The decision by Administrative Law Judge LauraSue Schlatter to reject the Minnesota Pollution Control Agency’s new wild rice sulfate standard should stand as a wake-up call to the agency and Legislature.
Minnesota’s current sulfate rule is based on shoddy data and attempts to make it formula-based failed miserably. That doesn’t mean the MPCA is out of options. It can go back to the drawing board and try this again, and while its intention to protect wild rice is fine, the state’s approach has much to desired.
Peer reviewed studies looking at sulfate and sulfide in wild rice lakes show the crop can take a lot more than 10 parts per million the current standard suggests.
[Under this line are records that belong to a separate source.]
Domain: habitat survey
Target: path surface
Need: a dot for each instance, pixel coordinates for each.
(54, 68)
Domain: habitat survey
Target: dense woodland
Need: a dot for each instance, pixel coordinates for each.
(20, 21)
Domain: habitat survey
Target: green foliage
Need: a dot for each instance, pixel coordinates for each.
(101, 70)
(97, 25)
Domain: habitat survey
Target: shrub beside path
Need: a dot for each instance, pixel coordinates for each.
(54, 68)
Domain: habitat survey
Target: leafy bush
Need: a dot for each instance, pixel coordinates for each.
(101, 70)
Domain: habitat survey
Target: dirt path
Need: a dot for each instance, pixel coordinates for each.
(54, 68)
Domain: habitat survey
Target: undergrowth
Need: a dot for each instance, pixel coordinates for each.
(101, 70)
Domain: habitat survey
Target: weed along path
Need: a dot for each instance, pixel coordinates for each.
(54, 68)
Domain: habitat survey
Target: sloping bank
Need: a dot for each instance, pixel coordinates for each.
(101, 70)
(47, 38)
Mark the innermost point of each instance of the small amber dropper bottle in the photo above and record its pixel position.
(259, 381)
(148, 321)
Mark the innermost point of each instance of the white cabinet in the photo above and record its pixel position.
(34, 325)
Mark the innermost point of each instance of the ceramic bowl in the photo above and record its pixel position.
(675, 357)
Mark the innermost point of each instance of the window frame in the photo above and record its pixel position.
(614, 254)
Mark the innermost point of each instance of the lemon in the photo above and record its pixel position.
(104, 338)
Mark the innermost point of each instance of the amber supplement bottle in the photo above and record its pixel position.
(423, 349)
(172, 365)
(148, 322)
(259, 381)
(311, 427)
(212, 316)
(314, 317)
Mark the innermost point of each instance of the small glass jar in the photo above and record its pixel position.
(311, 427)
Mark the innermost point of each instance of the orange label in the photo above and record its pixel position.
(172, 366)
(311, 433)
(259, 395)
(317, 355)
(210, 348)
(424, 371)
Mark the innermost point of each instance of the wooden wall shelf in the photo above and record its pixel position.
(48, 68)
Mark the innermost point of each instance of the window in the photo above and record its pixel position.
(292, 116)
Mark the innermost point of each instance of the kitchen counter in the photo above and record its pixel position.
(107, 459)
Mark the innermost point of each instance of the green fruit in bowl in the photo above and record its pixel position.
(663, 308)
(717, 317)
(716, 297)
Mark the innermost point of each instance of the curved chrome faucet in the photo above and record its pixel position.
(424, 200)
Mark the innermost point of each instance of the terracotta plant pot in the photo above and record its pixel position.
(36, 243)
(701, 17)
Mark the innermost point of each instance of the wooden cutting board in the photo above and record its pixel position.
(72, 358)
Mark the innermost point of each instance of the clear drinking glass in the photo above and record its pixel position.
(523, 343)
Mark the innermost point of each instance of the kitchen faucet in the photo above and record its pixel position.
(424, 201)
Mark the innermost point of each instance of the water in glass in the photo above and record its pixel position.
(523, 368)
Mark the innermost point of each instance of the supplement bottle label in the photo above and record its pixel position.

Those same studies showed wild rice is impacted just as much by other minerals in the water — iron, for example, seemed to help crops.
That throws a wrench into a one-size-fits-all formula or standard. A lake in northeastern Minnesota with rice-friendly iron is going to act differently than a lake in southwestern Minnesota.
What Minnesota should be doing now is digging into answers on the different conditions that impact wild rice and work from there. Instead, regulators have opted for the approach that only assumes the culprit. Finding real answers about what impacts wild rice lakes is the only sensible approach.
And knowing the current 1973 wild rice sulfate standard is not only proven faulty, but also not enforced, the state finds itself in quite the predicament.
Perhaps the Legislature or federal authorities would be wise to simply scrap the sulfate rule, something 49 other states do not have, until it has narrowed down the impacts with more solid science and data — and more cost-friendly solutions.
What the MPCA proposed last year would have crippled industries from mining to farming and placed unreachable sums of money on local communities to upgrade their wastewater facilities.
Any rule with that much of a financial strain to the livelihood of any Minnesota community — conceived under shaky numbers — is a rule that is below the standard the people of Minnesota expect.